Problem is, a lot of us – tens of millions of us – have memories like this:
When we first started out, I had a college degree, but I was making $2.50 an hour. That works out to $100 for a 40-hour week. But I was the happiest guy in town because I had my foot in the door to the only career I ever wanted.
While most folks say “thank God it’s Friday,” I liked my first job so much that I said, “thank God it’s Monday.”
The boss had “a drawer full of resumes” from guys wanting my job, and the message was that I shouldn’t get too big for my britches. (I later figured out that getting too big for your britches meant asking for raises.) But I always thought fondly of the old guy who gave me my first chance to make it in the business I would stick with for, well, going on 48 years. He gave me my chance.
I was lucky enough to catch on with a graduate student in anthropology, who would go on to become the mother of my children, but whose main attractions at the time included $287 a month pay for her work as a graduate assistant at the university in town.
Smart as the dickens, quick as a hummingbird hopped up on caffeine, she knew how to keep a rented roof over our heads and food on the table for $687 a month, minus taxes, social security, and the rest.
At the time, you could buy a frozen Totino’s pizza for 79 cents. She would jazz it up with chopped onions and what she called “sprinkle cheese” (still does), and feed the two of us for under $1.

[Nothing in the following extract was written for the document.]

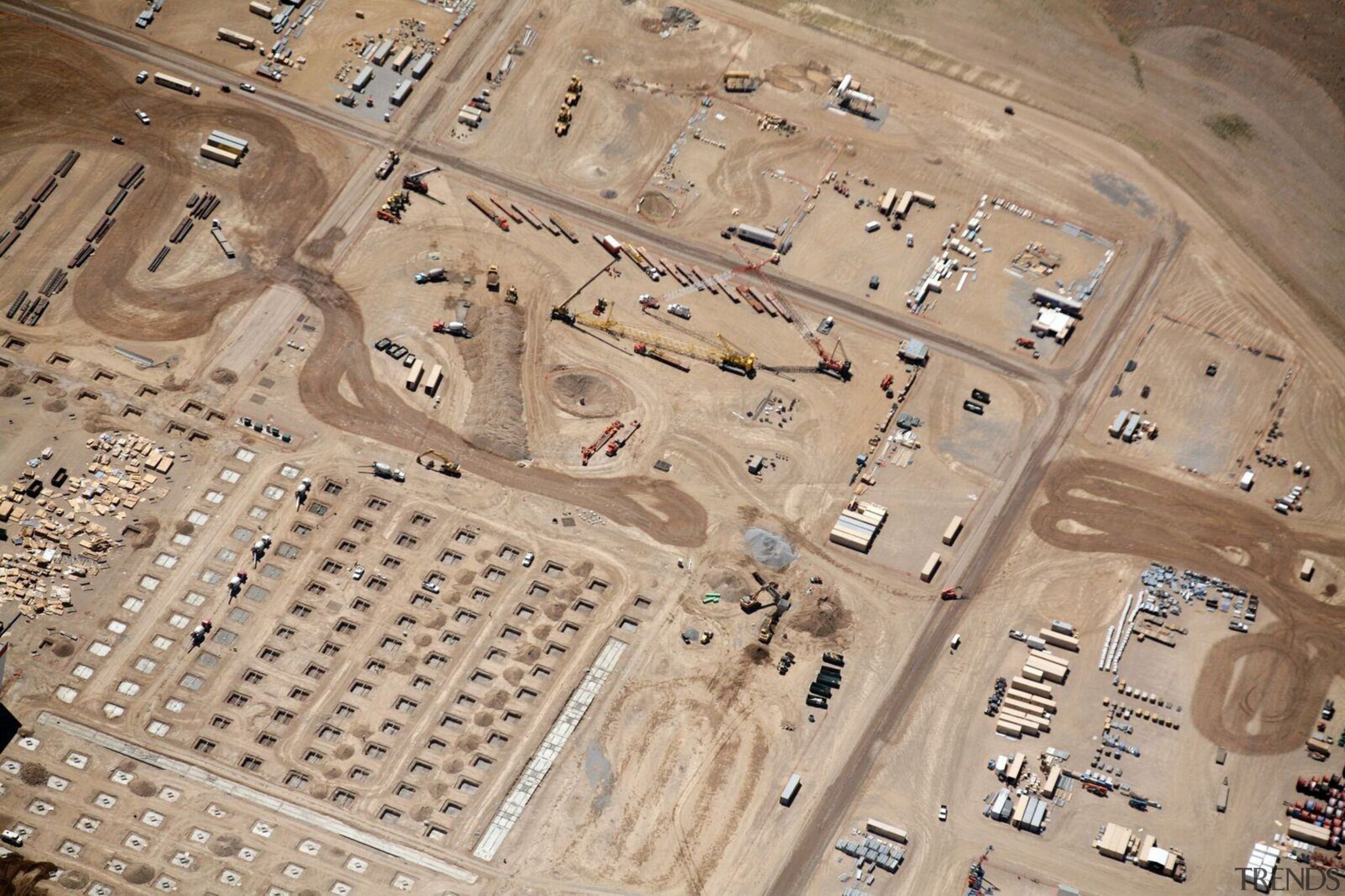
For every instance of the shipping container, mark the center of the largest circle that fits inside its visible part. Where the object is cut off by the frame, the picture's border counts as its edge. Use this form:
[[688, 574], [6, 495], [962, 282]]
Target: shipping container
[[758, 236], [889, 201], [1056, 640], [882, 829], [215, 154], [233, 37], [435, 380], [931, 567], [177, 84], [402, 57]]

You could get free cow hearts at the university agriculture department, and she cooked them up in the Crock Pot a couple times, but it didn’t catch on. (Kind of chewy.)
I’ve joked that the budget was so tight that we got each other library books for Christmas. But I wouldn’t trade those years for anything. There’s nothing like putting stuff back on the shelves at the grocery store, because the check you would write at the checkout counter might bounce, to make you appreciate the better times that would ultimately come.
Later, after the kids arrived, we always looked for the worst house on a nice block, and figured out how to fix it up. It’s amazing how much you can accomplish if you’re not afraid to ask for advice, maybe get a “how-to” book at the library, and be willing to make some mistakes along the way. At one point, we were fixing up an old house in Illinois while making payments on houses we couldn’t sell in Colorado and Wyoming. And we never missed a payment.
I wouldn’t trade those years for the world, either.
I’ve got a cabin in the mountains, but that wooded acre was dirt cheap in 1981, and the cabin is built out of logs we cut right there on the land. (Forty years later, I’m still putting the finishing touches on that little cabin).
Through living close to the bone, both working, faithfully investing in our retirement accounts, and fixing up houses, we ultimately arrived at a comfortable retirement.
And that’s my point.
We’re not special. Millions of us have the same story to tell – hard work, frugality, and common sense adding up to a successful life in a great country.
Folks like us, however, are shaking our heads at a federal government that, while we were pinching our pennies, was spending about $1.36 for every dollar they collected in taxes, amassing a $27 trillion debt along the way. A government that is about to add another $2 trillion in debt for “infrastructure,” with more grand trillion-dollar plans after that.
Even Larry Summers, fiscal guru under President Obama, is questioning the wisdom of this massive spending explosion.
This kind of profligacy has no relation to the lives most of us have lived. And it’s hard to escape the logic of economist Herbert Stein: “If something can’t go on forever, it won’t.”
Maybe this orgy of debt doesn’t frighten you.
But, it scares this penny-pincher to death.